Die Forscher konnten auch Überlagerungs­zustände erzielen, indem sie spezielle Laserpulse verwendeten. Wenn die Pulse nur auf die eine Hälfte der Wellen­funktion des Ions wirkten, dann nahm dieser Teil der Wellenfunktion schrittweise höhere Schwingungs­zustände an, während die andere Hälfte im Grundzustand verharrte. Auf diese Weise konnten die Wissenschaftler Überlagerungs­zustände von Grundzustand und angeregtem Zustand bis hin zu Schwingungs­quantenzahlen von 18 erzielen.

Ein wesentlicher Punkt bei den Experimenten bestand darin, mögliche Stör­einflüsse weitestgehend zu minimieren. So können elektrische Streufelder die Ionen leicht durch Energie­austausch aus der Ruhe bringen und die empfindlichen Quanten­zustände stören. Die Wissenschaftler bewerk­stelligten dies unter anderem dadurch, dass sie einerseits hochwertige Abschirmungs­systeme einsetzten und andererseits für ein exakt definiertes Kühlverfahren sorgten.
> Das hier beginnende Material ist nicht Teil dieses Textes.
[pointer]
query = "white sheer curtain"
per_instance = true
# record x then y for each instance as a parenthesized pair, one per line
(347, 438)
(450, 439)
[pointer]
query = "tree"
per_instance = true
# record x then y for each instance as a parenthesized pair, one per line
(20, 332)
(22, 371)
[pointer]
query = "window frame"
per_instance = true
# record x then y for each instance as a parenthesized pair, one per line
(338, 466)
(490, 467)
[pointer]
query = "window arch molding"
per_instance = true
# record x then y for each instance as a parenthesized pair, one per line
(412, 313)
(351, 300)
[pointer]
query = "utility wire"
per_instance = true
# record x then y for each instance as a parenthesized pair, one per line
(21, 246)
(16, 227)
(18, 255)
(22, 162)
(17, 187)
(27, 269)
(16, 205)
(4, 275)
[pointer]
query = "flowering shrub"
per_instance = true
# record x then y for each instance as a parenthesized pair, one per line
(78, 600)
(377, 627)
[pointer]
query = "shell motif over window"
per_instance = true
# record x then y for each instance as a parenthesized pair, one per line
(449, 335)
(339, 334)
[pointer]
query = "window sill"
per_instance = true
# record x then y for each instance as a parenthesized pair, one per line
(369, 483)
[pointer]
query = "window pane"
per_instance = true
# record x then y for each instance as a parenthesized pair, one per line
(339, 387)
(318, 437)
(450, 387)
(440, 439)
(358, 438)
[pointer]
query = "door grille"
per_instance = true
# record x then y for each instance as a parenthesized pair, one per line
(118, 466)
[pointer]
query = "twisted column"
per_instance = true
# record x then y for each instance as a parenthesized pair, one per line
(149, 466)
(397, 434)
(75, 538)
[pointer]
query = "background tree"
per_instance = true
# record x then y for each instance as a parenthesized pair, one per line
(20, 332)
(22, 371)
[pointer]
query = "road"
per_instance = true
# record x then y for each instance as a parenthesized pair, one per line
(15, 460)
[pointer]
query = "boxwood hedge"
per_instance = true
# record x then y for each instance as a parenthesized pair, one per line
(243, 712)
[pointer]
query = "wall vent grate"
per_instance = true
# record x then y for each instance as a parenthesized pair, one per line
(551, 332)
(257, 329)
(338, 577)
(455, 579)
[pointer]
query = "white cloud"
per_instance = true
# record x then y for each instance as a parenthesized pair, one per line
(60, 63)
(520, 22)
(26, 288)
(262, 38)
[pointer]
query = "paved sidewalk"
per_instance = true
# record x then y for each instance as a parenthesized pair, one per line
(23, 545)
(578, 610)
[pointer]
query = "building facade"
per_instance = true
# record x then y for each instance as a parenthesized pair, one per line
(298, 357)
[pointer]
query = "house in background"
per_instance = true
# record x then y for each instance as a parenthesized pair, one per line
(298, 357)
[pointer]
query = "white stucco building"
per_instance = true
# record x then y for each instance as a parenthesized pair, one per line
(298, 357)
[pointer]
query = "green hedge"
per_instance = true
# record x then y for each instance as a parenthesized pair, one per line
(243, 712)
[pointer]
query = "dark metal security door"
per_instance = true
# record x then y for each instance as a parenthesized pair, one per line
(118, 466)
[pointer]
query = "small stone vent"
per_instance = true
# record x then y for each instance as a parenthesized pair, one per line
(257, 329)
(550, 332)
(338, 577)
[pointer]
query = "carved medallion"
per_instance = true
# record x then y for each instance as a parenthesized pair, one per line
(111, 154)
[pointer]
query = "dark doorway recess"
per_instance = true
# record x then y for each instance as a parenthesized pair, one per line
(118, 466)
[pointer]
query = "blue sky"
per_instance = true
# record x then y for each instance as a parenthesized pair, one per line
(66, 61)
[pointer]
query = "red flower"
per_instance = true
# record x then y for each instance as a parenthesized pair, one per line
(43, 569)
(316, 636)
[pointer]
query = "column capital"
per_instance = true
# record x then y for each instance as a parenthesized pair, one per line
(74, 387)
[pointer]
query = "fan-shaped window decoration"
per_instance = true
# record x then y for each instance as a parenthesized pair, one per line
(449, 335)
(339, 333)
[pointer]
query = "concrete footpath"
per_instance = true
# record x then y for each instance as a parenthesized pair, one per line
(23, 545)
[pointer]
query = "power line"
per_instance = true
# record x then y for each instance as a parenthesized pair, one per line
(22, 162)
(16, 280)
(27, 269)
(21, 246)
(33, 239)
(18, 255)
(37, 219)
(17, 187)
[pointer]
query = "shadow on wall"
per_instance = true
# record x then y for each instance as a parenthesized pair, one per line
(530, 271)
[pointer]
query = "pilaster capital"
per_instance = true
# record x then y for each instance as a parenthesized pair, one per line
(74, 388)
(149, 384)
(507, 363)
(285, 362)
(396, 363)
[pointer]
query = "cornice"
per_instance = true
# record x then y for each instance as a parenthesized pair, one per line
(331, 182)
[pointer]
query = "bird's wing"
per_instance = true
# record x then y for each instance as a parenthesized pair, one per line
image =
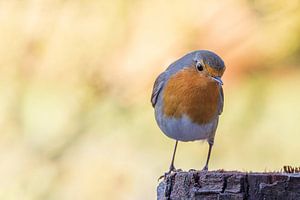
(159, 82)
(221, 102)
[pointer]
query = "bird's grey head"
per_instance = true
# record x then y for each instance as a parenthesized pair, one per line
(210, 59)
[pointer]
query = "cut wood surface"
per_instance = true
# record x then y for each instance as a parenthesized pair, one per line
(229, 185)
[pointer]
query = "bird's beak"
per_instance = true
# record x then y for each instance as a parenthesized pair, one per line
(218, 79)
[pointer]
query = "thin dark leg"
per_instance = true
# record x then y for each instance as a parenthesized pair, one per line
(208, 156)
(172, 168)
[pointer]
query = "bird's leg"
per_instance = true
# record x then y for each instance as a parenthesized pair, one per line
(208, 156)
(172, 168)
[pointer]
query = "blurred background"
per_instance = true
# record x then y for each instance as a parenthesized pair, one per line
(76, 78)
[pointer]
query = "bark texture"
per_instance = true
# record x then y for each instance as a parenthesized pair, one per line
(222, 185)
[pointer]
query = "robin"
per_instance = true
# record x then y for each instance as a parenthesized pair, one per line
(188, 99)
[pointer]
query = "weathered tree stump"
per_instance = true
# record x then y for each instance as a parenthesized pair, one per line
(229, 185)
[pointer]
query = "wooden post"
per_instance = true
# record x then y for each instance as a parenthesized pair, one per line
(233, 185)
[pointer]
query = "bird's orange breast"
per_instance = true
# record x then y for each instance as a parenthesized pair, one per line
(191, 93)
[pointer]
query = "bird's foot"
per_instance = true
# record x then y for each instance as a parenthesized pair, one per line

Dabei befand sich das Beryllium-Ion rund vierzig Mikrometer über den Goldelektroden der elektro­magnetischen Falle. Hinzu kamen zahlreiche kleinere Verbesserungen, die sich in Summe in einer deutlichen Steigerung der Quanten­kontrolle ausgezahlt haben. Dazu gehörten nicht nur eine höhere Stabilität bei der Laserl­eistung, sondern auch eine bessere mechanische Stabilität des gesamtem Aufbaus, an dem am National Institute of Standards and Technology seit über einem Jahrzehnt gebastelt wird. Die Forscher konnten dank dieser Fortschritte die Oszillations­frequenz des Ions mit sehr hoher Präzision bestimmen und erreichten bei einer Schwingungs­quantenzahl von zwölf eine Verbesserung von 6,4 Dezibel. 

Das neue Verfahren lässt sich in Prinzip mit jedem quanten­mechanischen harmonischen Oszillator umsetzen – auch mit solchen, die wie ein Pendel oder eine Sprungfeder vibrieren. Längerfristig gesehen können sich die Forscher sogar vorstellen, auf diese Weise Quanten­informations­verarbeitung zu leisten. Das könnte etwa so funktionieren, dass man die Phononen als Informations­träger einsetzt. „Die Kontrolle über die Ionenbewegung könnte auch helfen, die Güte von Gattern im Quanten­computing zu erhöhen“, sagt Katie McCormick von der University of Colorado, Erstautorin der Publikation. „Man könnte damit aber auch Quanten­simulationen verbessern, indem man die Bewegungsquanten als bosonische Quasiteilchen in solchen Simu­lationen einsetzt.“ Zum jetzigen Zeitpunkt steht allerdings der Einsatz in der Metrologie im Fokus. Solche Ionen, die sich in Überlagerungs­zuständen befinden, könnten die Präzision bei Frequenz­messungen deutlich erhöhen. Im Vergleich zu bisherigen Methoden ließe sich so ungefähr eine Verdopplung der Frequenz­genauigkeit erzielen.